Film / The Human Condition
Kaji, the "hero."

"Life and death...
Hope and despair...
Love and truth...
All torn to shreds by war."
- Trailer

Released in 6 acts over 3 entries, The Human Condition is considered Masaki Kobayashi's greatest work: an epic humanist tragedy, nearly 10 hours in length, set against World War II Japan. The production was directly adapted from a six-volume novel by Junpei Gomikawa, and also drew from Kobayashi's own experience as a pacifist attempting to survive in WWII Japan.

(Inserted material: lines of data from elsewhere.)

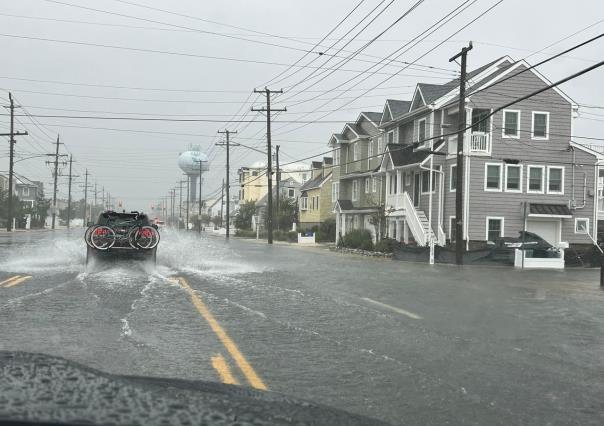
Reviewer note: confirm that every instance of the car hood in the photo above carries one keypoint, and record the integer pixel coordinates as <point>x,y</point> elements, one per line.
<point>53,390</point>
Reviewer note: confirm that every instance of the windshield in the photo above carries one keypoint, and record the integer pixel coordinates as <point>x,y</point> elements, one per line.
<point>394,209</point>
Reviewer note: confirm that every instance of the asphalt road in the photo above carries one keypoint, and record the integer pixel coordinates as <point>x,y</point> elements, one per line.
<point>402,342</point>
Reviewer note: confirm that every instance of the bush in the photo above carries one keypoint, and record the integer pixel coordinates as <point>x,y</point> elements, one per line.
<point>387,245</point>
<point>359,239</point>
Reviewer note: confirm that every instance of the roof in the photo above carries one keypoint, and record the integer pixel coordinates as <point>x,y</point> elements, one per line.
<point>403,155</point>
<point>373,116</point>
<point>315,182</point>
<point>549,209</point>
<point>398,108</point>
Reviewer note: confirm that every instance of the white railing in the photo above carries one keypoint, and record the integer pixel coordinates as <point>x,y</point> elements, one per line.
<point>480,143</point>
<point>415,224</point>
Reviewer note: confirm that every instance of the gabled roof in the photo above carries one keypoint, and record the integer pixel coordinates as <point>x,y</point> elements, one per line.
<point>316,182</point>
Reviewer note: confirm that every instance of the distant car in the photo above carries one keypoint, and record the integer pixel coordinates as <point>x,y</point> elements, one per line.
<point>122,235</point>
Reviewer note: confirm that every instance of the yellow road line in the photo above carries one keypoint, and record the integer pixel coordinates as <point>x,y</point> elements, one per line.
<point>250,374</point>
<point>223,370</point>
<point>17,281</point>
<point>9,280</point>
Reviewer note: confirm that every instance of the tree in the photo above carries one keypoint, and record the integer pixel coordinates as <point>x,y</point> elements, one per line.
<point>243,218</point>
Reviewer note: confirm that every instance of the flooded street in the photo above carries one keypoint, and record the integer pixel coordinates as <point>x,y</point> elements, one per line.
<point>396,341</point>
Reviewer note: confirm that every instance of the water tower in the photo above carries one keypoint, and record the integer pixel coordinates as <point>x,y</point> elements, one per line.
<point>194,163</point>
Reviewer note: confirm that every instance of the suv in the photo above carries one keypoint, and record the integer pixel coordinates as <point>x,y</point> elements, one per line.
<point>122,235</point>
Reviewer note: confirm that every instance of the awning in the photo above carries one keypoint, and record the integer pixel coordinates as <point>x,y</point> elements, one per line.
<point>549,210</point>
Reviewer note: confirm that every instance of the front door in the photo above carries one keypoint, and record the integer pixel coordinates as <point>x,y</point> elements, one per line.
<point>416,189</point>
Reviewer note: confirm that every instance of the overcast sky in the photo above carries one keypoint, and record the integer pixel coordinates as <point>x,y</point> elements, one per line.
<point>188,75</point>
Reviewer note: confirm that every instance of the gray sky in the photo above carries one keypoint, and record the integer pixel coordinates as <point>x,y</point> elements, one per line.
<point>138,164</point>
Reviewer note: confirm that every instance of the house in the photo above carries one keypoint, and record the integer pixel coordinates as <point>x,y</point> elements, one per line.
<point>521,169</point>
<point>254,184</point>
<point>316,195</point>
<point>357,188</point>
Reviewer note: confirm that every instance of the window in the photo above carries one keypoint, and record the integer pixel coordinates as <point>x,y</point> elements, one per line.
<point>555,180</point>
<point>492,177</point>
<point>421,130</point>
<point>355,190</point>
<point>535,179</point>
<point>540,125</point>
<point>304,203</point>
<point>335,191</point>
<point>581,225</point>
<point>511,124</point>
<point>494,228</point>
<point>513,178</point>
<point>480,120</point>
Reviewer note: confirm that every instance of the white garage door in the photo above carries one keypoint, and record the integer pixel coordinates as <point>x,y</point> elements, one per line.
<point>546,229</point>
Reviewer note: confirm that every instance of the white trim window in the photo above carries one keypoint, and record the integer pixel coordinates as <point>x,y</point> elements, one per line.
<point>335,191</point>
<point>581,225</point>
<point>355,190</point>
<point>511,123</point>
<point>555,180</point>
<point>513,178</point>
<point>540,125</point>
<point>493,175</point>
<point>535,179</point>
<point>304,203</point>
<point>421,130</point>
<point>452,178</point>
<point>494,228</point>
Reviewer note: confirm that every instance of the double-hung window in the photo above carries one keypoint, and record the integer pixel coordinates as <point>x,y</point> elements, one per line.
<point>453,178</point>
<point>511,123</point>
<point>540,125</point>
<point>535,179</point>
<point>492,177</point>
<point>555,180</point>
<point>355,190</point>
<point>513,178</point>
<point>494,228</point>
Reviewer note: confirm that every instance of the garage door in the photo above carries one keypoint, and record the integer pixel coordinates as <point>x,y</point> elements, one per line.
<point>546,229</point>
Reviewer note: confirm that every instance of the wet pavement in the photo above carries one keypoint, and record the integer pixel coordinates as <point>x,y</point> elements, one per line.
<point>402,342</point>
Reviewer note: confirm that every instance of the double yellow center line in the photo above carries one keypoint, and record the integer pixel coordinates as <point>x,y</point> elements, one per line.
<point>219,362</point>
<point>13,281</point>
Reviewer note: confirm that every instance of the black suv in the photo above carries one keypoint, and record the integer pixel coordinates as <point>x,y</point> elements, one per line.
<point>122,235</point>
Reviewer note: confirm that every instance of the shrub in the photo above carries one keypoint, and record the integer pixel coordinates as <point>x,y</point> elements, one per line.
<point>359,239</point>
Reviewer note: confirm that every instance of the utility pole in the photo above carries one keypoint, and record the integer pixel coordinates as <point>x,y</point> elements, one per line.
<point>85,197</point>
<point>71,176</point>
<point>56,176</point>
<point>459,242</point>
<point>228,184</point>
<point>222,202</point>
<point>278,181</point>
<point>269,165</point>
<point>11,141</point>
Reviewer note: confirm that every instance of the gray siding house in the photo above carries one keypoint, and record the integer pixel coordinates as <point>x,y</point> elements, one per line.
<point>520,159</point>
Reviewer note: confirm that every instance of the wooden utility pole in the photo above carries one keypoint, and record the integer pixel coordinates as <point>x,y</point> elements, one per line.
<point>11,141</point>
<point>228,145</point>
<point>459,237</point>
<point>278,181</point>
<point>269,165</point>
<point>55,176</point>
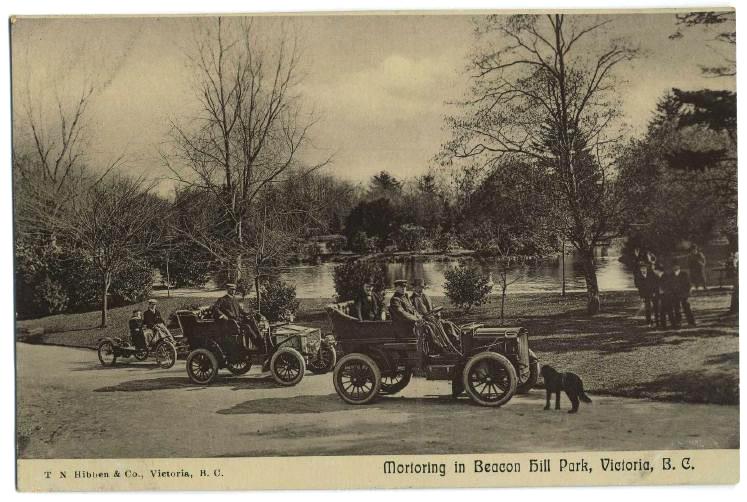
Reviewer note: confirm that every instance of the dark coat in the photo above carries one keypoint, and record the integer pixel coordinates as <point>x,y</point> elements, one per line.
<point>401,309</point>
<point>150,319</point>
<point>367,308</point>
<point>228,306</point>
<point>648,286</point>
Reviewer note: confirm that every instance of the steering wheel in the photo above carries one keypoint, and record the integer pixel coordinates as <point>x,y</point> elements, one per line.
<point>434,312</point>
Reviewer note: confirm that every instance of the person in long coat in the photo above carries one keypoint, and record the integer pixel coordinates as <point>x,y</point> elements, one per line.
<point>696,262</point>
<point>648,289</point>
<point>419,299</point>
<point>367,306</point>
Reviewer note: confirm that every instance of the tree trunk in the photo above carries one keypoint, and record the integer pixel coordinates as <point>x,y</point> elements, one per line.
<point>105,300</point>
<point>593,303</point>
<point>259,295</point>
<point>503,299</point>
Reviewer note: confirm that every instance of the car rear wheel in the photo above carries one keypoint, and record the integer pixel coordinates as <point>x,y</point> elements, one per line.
<point>325,361</point>
<point>240,366</point>
<point>202,366</point>
<point>165,353</point>
<point>287,366</point>
<point>391,384</point>
<point>489,379</point>
<point>357,379</point>
<point>107,357</point>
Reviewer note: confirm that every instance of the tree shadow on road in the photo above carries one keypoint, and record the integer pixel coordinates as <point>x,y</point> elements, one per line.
<point>164,383</point>
<point>332,403</point>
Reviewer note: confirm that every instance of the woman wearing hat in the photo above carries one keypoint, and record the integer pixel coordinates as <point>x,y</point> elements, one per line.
<point>419,299</point>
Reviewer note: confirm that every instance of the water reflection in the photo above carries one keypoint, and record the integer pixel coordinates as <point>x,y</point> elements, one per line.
<point>316,281</point>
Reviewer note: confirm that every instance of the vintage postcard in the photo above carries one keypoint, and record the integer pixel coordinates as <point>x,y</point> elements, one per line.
<point>375,250</point>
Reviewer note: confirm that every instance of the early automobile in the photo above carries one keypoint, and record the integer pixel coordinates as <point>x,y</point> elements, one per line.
<point>491,364</point>
<point>155,343</point>
<point>285,349</point>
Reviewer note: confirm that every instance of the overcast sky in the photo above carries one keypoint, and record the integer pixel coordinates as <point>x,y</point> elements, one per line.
<point>380,83</point>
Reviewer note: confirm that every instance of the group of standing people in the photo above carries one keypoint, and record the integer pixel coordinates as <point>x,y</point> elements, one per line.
<point>665,291</point>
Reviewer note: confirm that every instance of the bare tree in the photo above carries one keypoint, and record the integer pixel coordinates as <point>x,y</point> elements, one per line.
<point>247,135</point>
<point>544,91</point>
<point>110,223</point>
<point>726,37</point>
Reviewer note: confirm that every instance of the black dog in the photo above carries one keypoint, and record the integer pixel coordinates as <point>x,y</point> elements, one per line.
<point>569,382</point>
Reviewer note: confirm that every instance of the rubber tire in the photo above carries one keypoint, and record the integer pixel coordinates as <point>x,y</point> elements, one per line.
<point>389,389</point>
<point>284,352</point>
<point>171,352</point>
<point>98,352</point>
<point>320,370</point>
<point>503,361</point>
<point>376,378</point>
<point>525,387</point>
<point>211,359</point>
<point>240,370</point>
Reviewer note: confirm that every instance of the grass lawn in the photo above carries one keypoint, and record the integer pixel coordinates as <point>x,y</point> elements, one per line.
<point>613,351</point>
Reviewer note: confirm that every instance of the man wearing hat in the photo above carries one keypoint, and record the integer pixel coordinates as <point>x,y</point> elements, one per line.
<point>227,306</point>
<point>152,318</point>
<point>400,307</point>
<point>419,299</point>
<point>367,306</point>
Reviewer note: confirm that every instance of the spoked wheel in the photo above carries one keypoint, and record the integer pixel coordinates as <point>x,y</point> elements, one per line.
<point>287,366</point>
<point>457,387</point>
<point>489,379</point>
<point>240,366</point>
<point>325,361</point>
<point>165,353</point>
<point>391,384</point>
<point>202,366</point>
<point>357,379</point>
<point>531,380</point>
<point>107,357</point>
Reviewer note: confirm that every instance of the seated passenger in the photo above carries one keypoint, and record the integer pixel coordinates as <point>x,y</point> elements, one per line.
<point>136,329</point>
<point>419,299</point>
<point>152,319</point>
<point>228,308</point>
<point>403,313</point>
<point>367,306</point>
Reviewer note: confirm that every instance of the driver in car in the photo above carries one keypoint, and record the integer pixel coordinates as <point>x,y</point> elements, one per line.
<point>419,299</point>
<point>228,308</point>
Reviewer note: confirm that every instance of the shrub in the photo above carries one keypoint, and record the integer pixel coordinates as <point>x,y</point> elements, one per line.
<point>278,300</point>
<point>410,237</point>
<point>132,285</point>
<point>49,297</point>
<point>467,287</point>
<point>350,276</point>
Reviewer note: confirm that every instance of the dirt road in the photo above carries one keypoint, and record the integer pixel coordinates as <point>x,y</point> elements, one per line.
<point>71,407</point>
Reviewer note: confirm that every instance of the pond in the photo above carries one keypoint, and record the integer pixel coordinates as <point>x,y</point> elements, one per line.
<point>316,281</point>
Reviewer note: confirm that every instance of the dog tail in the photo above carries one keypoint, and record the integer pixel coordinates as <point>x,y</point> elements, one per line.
<point>581,394</point>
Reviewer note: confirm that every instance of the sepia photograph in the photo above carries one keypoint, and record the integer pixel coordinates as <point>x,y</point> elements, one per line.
<point>418,238</point>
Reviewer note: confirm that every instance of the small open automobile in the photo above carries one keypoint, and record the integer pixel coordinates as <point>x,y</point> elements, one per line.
<point>155,343</point>
<point>287,350</point>
<point>491,364</point>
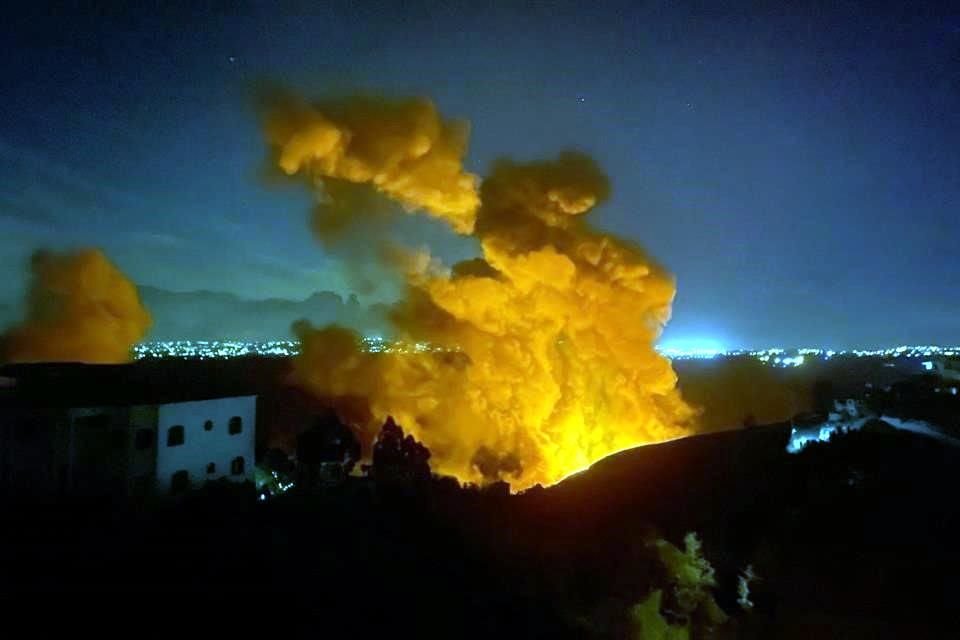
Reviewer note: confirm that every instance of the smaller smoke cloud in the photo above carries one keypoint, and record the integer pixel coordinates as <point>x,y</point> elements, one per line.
<point>80,308</point>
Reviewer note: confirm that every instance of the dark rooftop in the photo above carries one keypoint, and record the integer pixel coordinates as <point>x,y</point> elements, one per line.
<point>136,383</point>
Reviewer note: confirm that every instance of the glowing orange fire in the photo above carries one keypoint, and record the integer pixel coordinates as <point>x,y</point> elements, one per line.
<point>546,360</point>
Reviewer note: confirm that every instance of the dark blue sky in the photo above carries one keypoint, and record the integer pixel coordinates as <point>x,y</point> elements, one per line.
<point>797,166</point>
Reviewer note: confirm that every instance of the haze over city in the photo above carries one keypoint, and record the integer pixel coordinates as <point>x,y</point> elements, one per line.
<point>796,168</point>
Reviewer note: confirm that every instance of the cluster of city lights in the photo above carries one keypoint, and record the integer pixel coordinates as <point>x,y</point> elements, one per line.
<point>205,349</point>
<point>375,344</point>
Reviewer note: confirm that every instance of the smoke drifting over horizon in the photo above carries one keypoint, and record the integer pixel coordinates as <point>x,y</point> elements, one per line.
<point>545,359</point>
<point>79,308</point>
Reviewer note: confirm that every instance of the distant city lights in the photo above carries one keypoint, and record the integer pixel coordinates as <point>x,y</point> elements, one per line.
<point>776,356</point>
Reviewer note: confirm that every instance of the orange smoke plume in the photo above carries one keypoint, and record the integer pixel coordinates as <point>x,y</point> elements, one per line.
<point>401,148</point>
<point>534,360</point>
<point>80,308</point>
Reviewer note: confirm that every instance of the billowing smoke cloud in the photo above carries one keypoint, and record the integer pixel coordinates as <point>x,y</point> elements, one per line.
<point>401,148</point>
<point>79,308</point>
<point>540,355</point>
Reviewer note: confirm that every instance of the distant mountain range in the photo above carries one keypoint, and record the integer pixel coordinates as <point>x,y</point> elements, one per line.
<point>217,315</point>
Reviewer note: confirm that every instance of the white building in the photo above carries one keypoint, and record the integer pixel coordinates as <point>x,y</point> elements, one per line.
<point>124,444</point>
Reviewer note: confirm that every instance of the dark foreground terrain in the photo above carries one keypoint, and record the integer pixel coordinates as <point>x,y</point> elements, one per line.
<point>851,539</point>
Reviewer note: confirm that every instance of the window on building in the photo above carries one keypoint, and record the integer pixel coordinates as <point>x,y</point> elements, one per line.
<point>140,485</point>
<point>143,439</point>
<point>118,439</point>
<point>175,435</point>
<point>179,481</point>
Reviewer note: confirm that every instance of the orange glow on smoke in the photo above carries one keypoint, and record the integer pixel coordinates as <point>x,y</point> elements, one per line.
<point>545,360</point>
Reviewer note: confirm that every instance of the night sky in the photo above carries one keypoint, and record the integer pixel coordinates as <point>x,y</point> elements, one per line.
<point>797,168</point>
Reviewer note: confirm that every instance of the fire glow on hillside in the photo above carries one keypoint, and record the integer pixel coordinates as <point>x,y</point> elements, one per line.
<point>546,361</point>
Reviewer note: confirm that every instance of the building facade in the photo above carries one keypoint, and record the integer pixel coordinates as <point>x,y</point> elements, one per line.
<point>164,448</point>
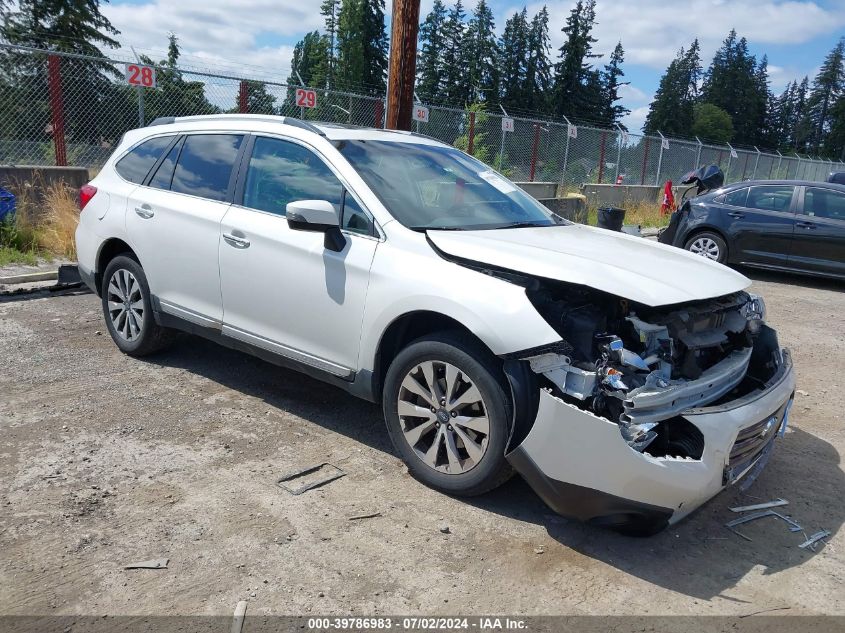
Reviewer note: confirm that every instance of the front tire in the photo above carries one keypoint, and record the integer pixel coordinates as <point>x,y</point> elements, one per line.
<point>448,414</point>
<point>127,309</point>
<point>709,245</point>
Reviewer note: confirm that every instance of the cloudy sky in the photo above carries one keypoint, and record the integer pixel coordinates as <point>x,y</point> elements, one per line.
<point>257,36</point>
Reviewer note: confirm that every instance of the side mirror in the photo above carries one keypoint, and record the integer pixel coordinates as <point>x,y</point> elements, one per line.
<point>318,216</point>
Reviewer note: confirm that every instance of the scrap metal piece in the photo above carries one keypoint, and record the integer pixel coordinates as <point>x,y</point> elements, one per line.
<point>334,473</point>
<point>156,563</point>
<point>815,538</point>
<point>761,506</point>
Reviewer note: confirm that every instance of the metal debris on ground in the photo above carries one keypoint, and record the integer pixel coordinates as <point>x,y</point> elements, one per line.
<point>815,538</point>
<point>761,506</point>
<point>328,473</point>
<point>156,563</point>
<point>358,517</point>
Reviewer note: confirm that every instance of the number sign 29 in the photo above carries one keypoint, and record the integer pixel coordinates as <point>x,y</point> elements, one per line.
<point>306,98</point>
<point>138,75</point>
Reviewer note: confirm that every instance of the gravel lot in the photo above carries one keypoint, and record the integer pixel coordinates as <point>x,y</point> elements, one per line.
<point>106,460</point>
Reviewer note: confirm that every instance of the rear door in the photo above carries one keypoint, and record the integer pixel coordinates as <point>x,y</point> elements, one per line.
<point>174,220</point>
<point>760,223</point>
<point>819,243</point>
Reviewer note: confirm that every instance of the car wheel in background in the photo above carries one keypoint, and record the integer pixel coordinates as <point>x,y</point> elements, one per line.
<point>448,414</point>
<point>708,245</point>
<point>128,311</point>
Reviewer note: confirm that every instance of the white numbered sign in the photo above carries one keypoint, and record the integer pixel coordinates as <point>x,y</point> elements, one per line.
<point>139,75</point>
<point>306,98</point>
<point>421,114</point>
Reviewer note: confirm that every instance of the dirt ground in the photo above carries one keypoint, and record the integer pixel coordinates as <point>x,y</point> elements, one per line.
<point>106,460</point>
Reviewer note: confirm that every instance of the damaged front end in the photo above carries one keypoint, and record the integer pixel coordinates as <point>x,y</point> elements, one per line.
<point>640,407</point>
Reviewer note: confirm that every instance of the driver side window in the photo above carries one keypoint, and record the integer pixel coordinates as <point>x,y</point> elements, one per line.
<point>280,172</point>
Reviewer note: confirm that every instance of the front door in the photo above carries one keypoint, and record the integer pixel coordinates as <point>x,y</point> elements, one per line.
<point>819,243</point>
<point>282,289</point>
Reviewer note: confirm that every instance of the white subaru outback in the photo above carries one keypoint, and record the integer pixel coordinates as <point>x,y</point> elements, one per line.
<point>626,381</point>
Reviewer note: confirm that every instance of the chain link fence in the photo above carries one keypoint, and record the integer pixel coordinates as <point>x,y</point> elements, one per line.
<point>64,109</point>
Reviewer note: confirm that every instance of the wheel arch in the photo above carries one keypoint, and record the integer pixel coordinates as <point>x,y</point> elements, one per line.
<point>709,228</point>
<point>109,249</point>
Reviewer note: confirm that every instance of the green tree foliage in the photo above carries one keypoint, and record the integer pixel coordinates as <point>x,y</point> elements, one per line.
<point>173,95</point>
<point>361,46</point>
<point>432,46</point>
<point>455,89</point>
<point>577,84</point>
<point>671,111</point>
<point>482,72</point>
<point>712,123</point>
<point>827,91</point>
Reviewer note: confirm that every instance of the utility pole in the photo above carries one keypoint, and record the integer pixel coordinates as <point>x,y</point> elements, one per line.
<point>402,69</point>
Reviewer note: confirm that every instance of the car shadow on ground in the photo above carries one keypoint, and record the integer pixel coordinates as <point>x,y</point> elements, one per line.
<point>698,557</point>
<point>792,279</point>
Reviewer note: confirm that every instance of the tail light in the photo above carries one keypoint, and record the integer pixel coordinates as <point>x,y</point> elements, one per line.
<point>86,192</point>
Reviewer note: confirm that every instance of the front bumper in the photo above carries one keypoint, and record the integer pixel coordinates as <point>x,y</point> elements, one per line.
<point>581,467</point>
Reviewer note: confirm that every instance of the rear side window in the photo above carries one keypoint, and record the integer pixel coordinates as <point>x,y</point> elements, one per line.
<point>824,203</point>
<point>135,166</point>
<point>205,165</point>
<point>164,174</point>
<point>770,197</point>
<point>737,198</point>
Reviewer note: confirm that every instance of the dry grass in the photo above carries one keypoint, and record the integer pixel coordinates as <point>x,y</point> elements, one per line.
<point>43,224</point>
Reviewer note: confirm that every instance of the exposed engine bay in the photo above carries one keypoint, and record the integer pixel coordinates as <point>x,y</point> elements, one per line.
<point>640,366</point>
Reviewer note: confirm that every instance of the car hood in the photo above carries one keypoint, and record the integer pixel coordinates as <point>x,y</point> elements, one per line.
<point>623,265</point>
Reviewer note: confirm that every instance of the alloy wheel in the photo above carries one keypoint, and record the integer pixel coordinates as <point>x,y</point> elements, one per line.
<point>443,417</point>
<point>705,247</point>
<point>125,304</point>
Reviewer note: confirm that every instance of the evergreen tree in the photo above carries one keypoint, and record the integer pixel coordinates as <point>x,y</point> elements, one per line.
<point>329,11</point>
<point>577,86</point>
<point>456,90</point>
<point>732,84</point>
<point>482,73</point>
<point>612,112</point>
<point>361,46</point>
<point>538,71</point>
<point>672,110</point>
<point>513,52</point>
<point>430,62</point>
<point>828,87</point>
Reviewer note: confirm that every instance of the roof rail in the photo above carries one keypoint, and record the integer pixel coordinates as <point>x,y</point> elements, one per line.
<point>270,118</point>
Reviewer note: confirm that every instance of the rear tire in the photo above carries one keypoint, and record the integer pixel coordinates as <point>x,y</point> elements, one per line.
<point>128,311</point>
<point>709,245</point>
<point>466,414</point>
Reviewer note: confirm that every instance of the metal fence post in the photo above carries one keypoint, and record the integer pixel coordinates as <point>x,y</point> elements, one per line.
<point>54,80</point>
<point>471,141</point>
<point>566,151</point>
<point>660,159</point>
<point>645,160</point>
<point>535,146</point>
<point>243,97</point>
<point>601,155</point>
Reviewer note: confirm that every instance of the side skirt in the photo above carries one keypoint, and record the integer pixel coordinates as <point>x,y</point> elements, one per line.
<point>359,384</point>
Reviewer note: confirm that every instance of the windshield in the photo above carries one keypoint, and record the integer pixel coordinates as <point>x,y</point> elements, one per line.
<point>434,187</point>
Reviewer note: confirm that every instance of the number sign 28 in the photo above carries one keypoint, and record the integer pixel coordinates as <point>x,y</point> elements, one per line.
<point>306,98</point>
<point>138,75</point>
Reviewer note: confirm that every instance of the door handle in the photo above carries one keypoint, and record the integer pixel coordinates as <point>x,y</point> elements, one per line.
<point>145,211</point>
<point>234,240</point>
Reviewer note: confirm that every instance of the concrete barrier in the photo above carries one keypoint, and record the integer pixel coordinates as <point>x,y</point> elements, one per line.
<point>620,195</point>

The film centers on Kaji (played by Tatsuya Nakadai), a smitten scholar with strong convictions in pacifism and socialism. The film presents Kaji attempting to retain his life and soul through various moral and ethical trials - all the while trying to get back to the woman he loves.

This film is notoriously painful to watch, due to its crushing theme and atmosphere. It is often considered, however, as the greatest singular piece of Japanese cinema ever created for its all-encompassing scope, its incredible ability to utterly dehumanize humanity and its incredible character development.note 

The Human condition has 3 entries:

  • The Human Condition I: No Greater Love (1959)
  • The Human Condition II: Road to Eternity (1959)
  • The Human Condition III: A Soldier's Prayer (1961)

Tropes featured in the film:

  • Anti-Hero: Mostly of the type Knight in Sour Armor in Kaji near the end of the film.
  • Being Good Sucks: Kaji is often the only one willing to be altruistic, and hes has to fight an uphill battle trying to defend people's rights.
  • Humans Are Bastards: Even though Kaji risks himself to help others, nearly everyone else is willing to push him aside for a bag of rice.
  • The Idealist: Kaji, of the wide-eyed kind at the beginning.
  • Inherent in the System: Nearly everyone is self-serving - implying that in a crisis situation where civilization is collapsing the masses will do anything; morality no longer exists.